Die Vorstellung daran, bald mit Klonen verstorbener Menschen über Twitter, Telefon und co. in Kontakt treten zu können, klingt gruselig. Das Metaverse ist mit seinen „Digital Twins“ nicht mehr weit davon entfernt. Und auch andere Unternehmen werben mittlerweile damit, riesige Datenmengen analysieren und somit das menschliche Bewusstsein kopieren zu können. Dabei werden Chatnachrichten, Audio- und Bildsequenzen verwendet, um Sprechstimme und Gesicht der toten Personen nachzubauen. Denkt eine derartig progressive Gesellschaft also wirklich, sie könne die Persönlichkeit verstorbener Menschen einzig und allein an deren Online-Nutzung festmachen? Wie primitiv.

Bereits im Jahr 2016 wurde eins der ersten Pilotprojekte zur digitalen Unsterblichkeit in Südkorea getestet. Eine Frau, die ihre Tochter in Folge einer schweren Krankheit verlor, traf die animierte Version des Kindes in einer virtuellen Realität wieder. Mit VR-Brille auf den Augen und Sensorhandschuhen an den Händen war die Mutter in der Lage, das Kind zu sehen und Berührungen wahrzunehmen. Die Künstliche Intelligenz antwortete der Mutter sogar in Echtzeit. Nach seiner Veröffentlichung wird dem Pilotprojekt große und vorwiegend positive Aufmerksamkeit in den Medien geschenkt. Auch, wenn das virtuelle Kind deutlich anders aussieht, als die verstorbene Tochter (wie es die Angehörigen später anmerken).

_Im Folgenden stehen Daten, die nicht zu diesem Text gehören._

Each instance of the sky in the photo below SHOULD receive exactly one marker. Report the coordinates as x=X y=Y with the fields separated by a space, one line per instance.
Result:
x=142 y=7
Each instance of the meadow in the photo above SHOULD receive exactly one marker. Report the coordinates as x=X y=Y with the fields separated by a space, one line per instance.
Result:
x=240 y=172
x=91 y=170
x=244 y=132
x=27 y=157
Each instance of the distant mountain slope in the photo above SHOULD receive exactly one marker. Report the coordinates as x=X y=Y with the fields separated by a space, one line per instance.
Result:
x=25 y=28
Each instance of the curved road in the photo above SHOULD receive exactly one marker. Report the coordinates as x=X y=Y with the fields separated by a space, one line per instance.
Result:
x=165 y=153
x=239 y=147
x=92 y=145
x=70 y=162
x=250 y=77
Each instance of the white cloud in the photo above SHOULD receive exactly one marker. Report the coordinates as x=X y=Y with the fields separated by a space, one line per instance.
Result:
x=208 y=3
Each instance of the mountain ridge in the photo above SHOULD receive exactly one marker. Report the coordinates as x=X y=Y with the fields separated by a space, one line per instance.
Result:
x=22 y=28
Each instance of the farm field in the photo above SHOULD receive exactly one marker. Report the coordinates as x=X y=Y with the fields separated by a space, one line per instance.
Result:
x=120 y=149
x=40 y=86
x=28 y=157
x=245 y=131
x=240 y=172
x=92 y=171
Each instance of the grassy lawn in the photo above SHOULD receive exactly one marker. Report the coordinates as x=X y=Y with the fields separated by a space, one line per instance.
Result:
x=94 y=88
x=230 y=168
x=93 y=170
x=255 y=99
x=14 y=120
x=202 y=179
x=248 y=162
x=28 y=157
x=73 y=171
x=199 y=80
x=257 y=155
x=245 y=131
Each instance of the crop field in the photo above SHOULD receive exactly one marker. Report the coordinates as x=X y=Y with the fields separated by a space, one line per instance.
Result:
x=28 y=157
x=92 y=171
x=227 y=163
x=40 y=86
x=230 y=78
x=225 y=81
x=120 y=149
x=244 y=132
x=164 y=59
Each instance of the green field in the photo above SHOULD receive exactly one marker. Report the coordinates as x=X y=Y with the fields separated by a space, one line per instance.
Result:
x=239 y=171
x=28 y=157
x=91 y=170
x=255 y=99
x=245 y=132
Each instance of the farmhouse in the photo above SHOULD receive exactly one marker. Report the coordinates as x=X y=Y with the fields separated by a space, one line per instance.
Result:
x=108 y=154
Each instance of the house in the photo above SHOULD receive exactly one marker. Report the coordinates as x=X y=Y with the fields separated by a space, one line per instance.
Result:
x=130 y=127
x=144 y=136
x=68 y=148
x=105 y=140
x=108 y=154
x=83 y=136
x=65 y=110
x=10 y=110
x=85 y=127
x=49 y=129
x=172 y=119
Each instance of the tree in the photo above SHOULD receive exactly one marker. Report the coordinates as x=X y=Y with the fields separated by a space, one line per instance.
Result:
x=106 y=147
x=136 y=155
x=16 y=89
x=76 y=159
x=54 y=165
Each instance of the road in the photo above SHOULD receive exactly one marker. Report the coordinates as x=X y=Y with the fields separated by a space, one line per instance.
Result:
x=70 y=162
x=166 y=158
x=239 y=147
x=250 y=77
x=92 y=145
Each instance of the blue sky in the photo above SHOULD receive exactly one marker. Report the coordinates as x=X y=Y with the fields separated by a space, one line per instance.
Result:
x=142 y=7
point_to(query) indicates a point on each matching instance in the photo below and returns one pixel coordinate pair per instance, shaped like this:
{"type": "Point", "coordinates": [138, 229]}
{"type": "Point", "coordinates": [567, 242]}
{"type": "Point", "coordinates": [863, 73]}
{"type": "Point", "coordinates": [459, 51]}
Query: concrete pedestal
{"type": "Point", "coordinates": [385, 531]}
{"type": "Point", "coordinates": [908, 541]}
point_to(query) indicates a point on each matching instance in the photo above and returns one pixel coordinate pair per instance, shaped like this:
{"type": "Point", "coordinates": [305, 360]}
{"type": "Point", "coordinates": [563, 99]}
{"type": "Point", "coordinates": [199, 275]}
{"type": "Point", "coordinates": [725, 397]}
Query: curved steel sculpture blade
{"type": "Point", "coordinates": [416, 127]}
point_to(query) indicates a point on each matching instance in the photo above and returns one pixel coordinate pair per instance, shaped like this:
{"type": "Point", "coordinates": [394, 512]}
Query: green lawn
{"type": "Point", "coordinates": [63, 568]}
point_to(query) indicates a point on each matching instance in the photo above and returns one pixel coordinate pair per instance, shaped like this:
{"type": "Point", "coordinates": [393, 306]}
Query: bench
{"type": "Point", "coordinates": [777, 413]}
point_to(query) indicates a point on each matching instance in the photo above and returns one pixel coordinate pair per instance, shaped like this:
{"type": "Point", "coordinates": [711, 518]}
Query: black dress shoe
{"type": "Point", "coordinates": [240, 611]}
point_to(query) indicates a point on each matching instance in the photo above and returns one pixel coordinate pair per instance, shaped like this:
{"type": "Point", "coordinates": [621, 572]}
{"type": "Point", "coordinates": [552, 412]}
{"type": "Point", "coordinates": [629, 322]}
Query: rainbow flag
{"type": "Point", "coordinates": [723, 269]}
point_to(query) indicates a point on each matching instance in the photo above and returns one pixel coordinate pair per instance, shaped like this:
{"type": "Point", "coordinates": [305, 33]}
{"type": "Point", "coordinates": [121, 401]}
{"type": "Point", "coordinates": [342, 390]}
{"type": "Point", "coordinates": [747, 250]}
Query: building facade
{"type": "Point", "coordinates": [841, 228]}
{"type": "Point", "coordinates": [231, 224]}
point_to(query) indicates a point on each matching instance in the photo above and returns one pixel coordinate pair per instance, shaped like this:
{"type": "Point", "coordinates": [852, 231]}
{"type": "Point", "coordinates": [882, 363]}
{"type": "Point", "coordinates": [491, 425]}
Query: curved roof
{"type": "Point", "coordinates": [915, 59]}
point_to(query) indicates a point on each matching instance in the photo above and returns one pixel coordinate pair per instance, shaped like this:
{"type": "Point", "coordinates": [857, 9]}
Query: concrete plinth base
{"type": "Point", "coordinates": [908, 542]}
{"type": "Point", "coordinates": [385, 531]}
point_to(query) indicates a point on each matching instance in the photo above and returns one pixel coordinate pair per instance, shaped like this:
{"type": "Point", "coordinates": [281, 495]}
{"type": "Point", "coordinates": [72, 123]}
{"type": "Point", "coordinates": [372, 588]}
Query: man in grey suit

Auf diese neue Form der Trauerbewältigung reagieren Expert*innen jedoch besorgt. Das bewusste Abschiednehmen geliebter Personen ist ein wichtiger Prozess, um Verluste zu realisieren. Jener Kontakt mit digitalen Kopien kann dazu führen, dass dieser Prozess sich verzögert oder Betroffene den Tod eines Menschen nicht verarbeiten. Die Folgen: Psychische Reaktionen wie Traumata und Trauerstörungen.

Tote Menschen bleiben tot

Mindestens genauso beunruhigend aber ist es, dass dieses digitale Gegenüber den verstorbenen Menschen nicht wieder zum Leben erweckt. Stattdessen werden Tote mit Datenschnipseln aus der Cloud imitiert. Diese digitalen Zwillinge lassen also Tote weder auferstehen noch können sie die menschliche Seele vollends abbilden.

Und nicht nur das: Auch medienrechtlich stellt diese pietätlose Entwicklung die Justiz vor große Herausforderungen. Dazu gehören neue Regelungen des digitalen Nachlasses und der Analyse persönlicher Daten. Die Online-Intimsphäre wäre somit gleich null.

Dennoch scheinen diese neuen Entwicklungen für eine Gesellschaft, die den Tod noch immer weitgehend tabuisiert, sehr verlockend zu sein. Bis heute wird kaum darüber gesprochen: Das Sterben findet meist hinter vorgehaltener Hand statt. Beileidsbekundungen sind gepaart mit unbeholfenem Herumstottern; Nahestehende verstorbener Personen kriegen nicht einmal freie Tage, um sich mit ihrer Trauer auseinanderzusetzen. Stattdessen sollte der Tod als Teil des natürlichen Lebenskreislaufs und die damit einhergehende Trauer als notwendige Reaktion darauf gesehen werden. Endlichkeit zeigt im ganz positiven Sinne, dass Zeit ein kostbares Gut ist, das bewusst genutzt werden muss.